Let’s admit it. Some of us are already listening to Christmas music. It’s not Thanksgiving yet, but the stores are filling with Christmas decorations, we’re making plans for the day, if not the season, and Christmas baking seems to be the theme of social media and television.
It’s not Christmas yet, nor Thanksgiving or even Advent, but with all of this taking place around us it’s a good time to think about the Incarnation, to ponder the awe-inspiring reality that God became one of us, lived with us, touched us, and continues to walk with us even now.
We’re in the calm before the storm, in other words, so let’s take advantage of it.
The Incarnation—something the Church celebrates in March, nine months before Christmas, which is the celebration of the Nativity—changed everything.
Ever since the Fall when humanity turned away from God and the corruption of that turning plagued creation itself, God never turned away. Throughout the Old Testament, we can see how God’s rescue plan unfolds. He calls Abram and Sarai, who become by the power of God Abraham and Sarah to establish a new people, a holy people who will be a beacon for all people.
I love the name changes in the Bible. These name changes signify a change not only in name, but in reality. When we encounter the living God we are transformed, made whole, and made a part of God’s work in the world.
But the history of Israel in the Old Testament is one of success and failure. God’s people were not always faithful and therefore they were not the beacon they were intended to be.
In the Incarnation of Christ, that mission is fulfilled, the calling of Israel meets the faithfulness of God himself as one of us. And as the true beacon who fulfilled the calling and even laid down his own life for the sins of the whole world, we begin to see just how far God will go, and has gone, to restore the fallen creation. This is a love worth pondering.

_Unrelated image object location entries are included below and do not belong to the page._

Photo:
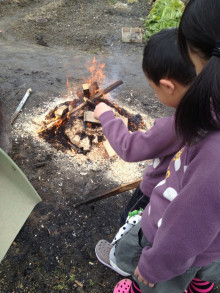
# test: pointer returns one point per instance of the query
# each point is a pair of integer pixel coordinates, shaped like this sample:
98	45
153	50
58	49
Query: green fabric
17	200
164	14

In this time before Christmas with its hectic schedules, and really before Advent (don’t forget this vital season), take the opportunity to ponder the love of God, a love that became tangible, that we might experience its full embrace, an embrace that changes hearts and lives even today.
Ryan N. Danker is director of the John Wesley Institute, Washington, DC. This is reposted from a weekly JWI newsletter that you can subscribe to here.
Comment by Salvatore Anthony Luiso on November 24, 2025 at 1:12 pm
Thank you for this article. I intend to tell others about it.
I have no criticism of it, but, knowing how the author esteems the observance of Advent, I recommend that Christians who observe Christmas make pondering the Incarnation a priority for the seasons of Advent and Christmas.